138,000 VETERANS LOST TO SUICIDE SINCE 9/11. THE REASON IS NOT WHAT YOU THINK
For decades, we have treated veteran suicide as a mental health crisis. We were wrong. New research reveals the hidden and most significant root cause is a physical injury to the brain—and it can be treated.
A Silent Epidemic Fueled by a Misunderstanding
Veterans represent only 6% of the U.S. adult population, yet they account for nearly one in five suicides nationwide.
Since 9/11, we have lost over 138,000 veterans to suicide—more than twenty times the number of combat deaths in Iraq and Afghanistan combined.
Despite a staggering $3.7 billion allocated to federal suicide prevention programs, the veteran suicide rate has even surged by 32% since 2008, far outpacing the civilian population.
This is not a failure of will; it is a failure of approach.
The current paradigm is not working because it is focused on the wrong problem.

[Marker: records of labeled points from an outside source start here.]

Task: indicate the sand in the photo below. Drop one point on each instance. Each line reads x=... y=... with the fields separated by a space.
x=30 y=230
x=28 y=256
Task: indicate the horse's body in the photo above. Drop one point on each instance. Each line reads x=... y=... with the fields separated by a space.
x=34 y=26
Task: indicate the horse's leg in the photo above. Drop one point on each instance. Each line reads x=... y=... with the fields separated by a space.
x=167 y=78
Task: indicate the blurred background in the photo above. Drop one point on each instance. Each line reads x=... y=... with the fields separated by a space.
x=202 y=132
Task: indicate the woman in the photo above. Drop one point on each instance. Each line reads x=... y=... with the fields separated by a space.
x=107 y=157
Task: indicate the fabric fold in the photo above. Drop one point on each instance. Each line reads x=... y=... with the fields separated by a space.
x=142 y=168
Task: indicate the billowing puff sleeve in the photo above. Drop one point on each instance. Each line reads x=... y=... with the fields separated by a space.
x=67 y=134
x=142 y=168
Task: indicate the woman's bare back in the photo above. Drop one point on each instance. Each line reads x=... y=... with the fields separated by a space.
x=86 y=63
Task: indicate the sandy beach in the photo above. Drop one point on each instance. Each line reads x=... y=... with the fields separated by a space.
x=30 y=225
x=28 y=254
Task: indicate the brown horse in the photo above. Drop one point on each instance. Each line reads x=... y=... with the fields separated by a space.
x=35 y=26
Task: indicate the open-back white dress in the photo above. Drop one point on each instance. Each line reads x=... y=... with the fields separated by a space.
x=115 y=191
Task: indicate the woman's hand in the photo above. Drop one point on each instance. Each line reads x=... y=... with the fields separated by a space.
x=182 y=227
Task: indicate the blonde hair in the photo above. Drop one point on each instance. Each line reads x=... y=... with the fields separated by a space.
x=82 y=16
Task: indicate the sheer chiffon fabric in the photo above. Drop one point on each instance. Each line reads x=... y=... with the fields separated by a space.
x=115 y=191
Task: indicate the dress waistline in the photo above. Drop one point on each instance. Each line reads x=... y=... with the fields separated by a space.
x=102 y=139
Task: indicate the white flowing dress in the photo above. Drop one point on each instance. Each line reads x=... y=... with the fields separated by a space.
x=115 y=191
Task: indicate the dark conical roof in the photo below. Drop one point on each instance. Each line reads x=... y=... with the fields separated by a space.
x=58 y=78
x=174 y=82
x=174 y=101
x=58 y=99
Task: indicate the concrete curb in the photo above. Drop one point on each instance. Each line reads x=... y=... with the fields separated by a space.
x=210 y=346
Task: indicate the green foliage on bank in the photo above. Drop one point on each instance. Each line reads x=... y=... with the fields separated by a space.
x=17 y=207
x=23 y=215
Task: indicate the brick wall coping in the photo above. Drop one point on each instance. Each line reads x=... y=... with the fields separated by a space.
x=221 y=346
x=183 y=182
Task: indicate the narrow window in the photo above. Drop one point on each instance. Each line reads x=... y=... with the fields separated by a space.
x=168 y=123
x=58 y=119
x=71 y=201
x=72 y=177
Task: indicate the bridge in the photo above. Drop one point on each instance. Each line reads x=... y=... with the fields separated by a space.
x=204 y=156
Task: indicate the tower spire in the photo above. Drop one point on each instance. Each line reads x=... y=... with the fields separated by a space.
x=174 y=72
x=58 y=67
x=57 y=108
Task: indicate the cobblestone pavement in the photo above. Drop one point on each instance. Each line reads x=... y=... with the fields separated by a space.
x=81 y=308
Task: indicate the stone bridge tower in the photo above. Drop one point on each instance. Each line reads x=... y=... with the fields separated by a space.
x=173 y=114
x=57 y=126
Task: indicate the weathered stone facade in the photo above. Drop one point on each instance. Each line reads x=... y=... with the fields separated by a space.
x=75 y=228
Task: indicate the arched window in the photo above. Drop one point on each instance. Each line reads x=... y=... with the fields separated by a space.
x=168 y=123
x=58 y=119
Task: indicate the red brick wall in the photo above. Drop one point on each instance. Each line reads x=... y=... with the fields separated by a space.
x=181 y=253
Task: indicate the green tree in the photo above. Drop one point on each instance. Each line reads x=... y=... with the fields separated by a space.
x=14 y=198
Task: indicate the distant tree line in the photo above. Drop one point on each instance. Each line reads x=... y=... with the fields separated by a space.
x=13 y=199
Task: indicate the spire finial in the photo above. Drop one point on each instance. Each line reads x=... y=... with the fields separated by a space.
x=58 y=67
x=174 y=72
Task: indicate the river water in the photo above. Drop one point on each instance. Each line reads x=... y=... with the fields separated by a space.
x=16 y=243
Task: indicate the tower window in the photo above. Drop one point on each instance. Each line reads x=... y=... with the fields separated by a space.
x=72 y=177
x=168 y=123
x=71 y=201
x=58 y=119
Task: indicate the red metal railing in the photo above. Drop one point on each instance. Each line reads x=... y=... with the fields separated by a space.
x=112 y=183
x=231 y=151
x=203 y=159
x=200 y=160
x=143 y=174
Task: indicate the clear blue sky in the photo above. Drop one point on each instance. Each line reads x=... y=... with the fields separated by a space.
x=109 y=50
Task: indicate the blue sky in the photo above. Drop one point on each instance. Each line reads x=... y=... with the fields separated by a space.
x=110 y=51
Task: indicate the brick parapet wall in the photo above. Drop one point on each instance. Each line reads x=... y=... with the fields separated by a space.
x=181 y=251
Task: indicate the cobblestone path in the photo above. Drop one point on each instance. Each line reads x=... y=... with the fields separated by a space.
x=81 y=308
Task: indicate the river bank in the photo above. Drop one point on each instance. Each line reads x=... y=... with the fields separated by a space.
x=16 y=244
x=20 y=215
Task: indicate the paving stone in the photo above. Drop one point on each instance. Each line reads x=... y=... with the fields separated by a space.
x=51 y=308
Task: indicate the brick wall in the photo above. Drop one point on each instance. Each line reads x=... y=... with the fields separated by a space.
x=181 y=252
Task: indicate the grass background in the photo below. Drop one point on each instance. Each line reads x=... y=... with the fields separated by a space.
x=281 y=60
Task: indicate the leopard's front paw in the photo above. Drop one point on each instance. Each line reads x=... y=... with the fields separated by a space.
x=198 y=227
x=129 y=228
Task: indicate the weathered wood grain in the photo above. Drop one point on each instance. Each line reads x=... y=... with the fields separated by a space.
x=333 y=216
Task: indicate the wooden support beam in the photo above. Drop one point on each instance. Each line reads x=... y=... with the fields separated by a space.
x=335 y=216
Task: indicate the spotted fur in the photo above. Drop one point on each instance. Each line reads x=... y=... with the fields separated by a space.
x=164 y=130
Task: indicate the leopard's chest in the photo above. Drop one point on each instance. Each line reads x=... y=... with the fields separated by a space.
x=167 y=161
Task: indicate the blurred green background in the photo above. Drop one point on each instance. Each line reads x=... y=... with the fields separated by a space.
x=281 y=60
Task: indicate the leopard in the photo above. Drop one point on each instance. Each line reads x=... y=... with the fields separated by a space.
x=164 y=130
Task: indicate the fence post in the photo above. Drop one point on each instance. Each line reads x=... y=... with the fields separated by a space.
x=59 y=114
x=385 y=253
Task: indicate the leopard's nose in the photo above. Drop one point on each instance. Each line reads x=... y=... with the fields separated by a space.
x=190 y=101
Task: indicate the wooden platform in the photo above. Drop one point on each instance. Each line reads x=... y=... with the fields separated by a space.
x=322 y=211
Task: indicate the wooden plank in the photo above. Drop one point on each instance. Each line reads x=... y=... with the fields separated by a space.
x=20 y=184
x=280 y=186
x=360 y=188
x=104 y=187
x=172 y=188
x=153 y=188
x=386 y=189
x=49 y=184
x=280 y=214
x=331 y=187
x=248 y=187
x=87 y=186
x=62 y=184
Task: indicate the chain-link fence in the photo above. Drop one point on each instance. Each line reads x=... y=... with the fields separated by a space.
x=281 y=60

It's Not a Character Flaw, It's a Physical Injury
The Mac Parkman Foundation is advancing a paradigm shift in veteran healthcare, grounded in irrefutable scientific evidence.
The symptoms we have long labeled as purely psychological—depression, anxiety, insomnia, and suicidal ideation—are often the direct result of physical brain trauma from Repetitive Blast Exposure (RBE) and concussions, impacts sustained during service.
“Mounting evidence shows that traumatic brain injury (TBI) is the underlying physiological injury driving much of what is currently labeled as ‘mental illness’ among Veterans.”
Our Veterans are not broken; their brains are injured. As is the case with most other physical injuries, these wounds can be diagnosed, treated, and healed.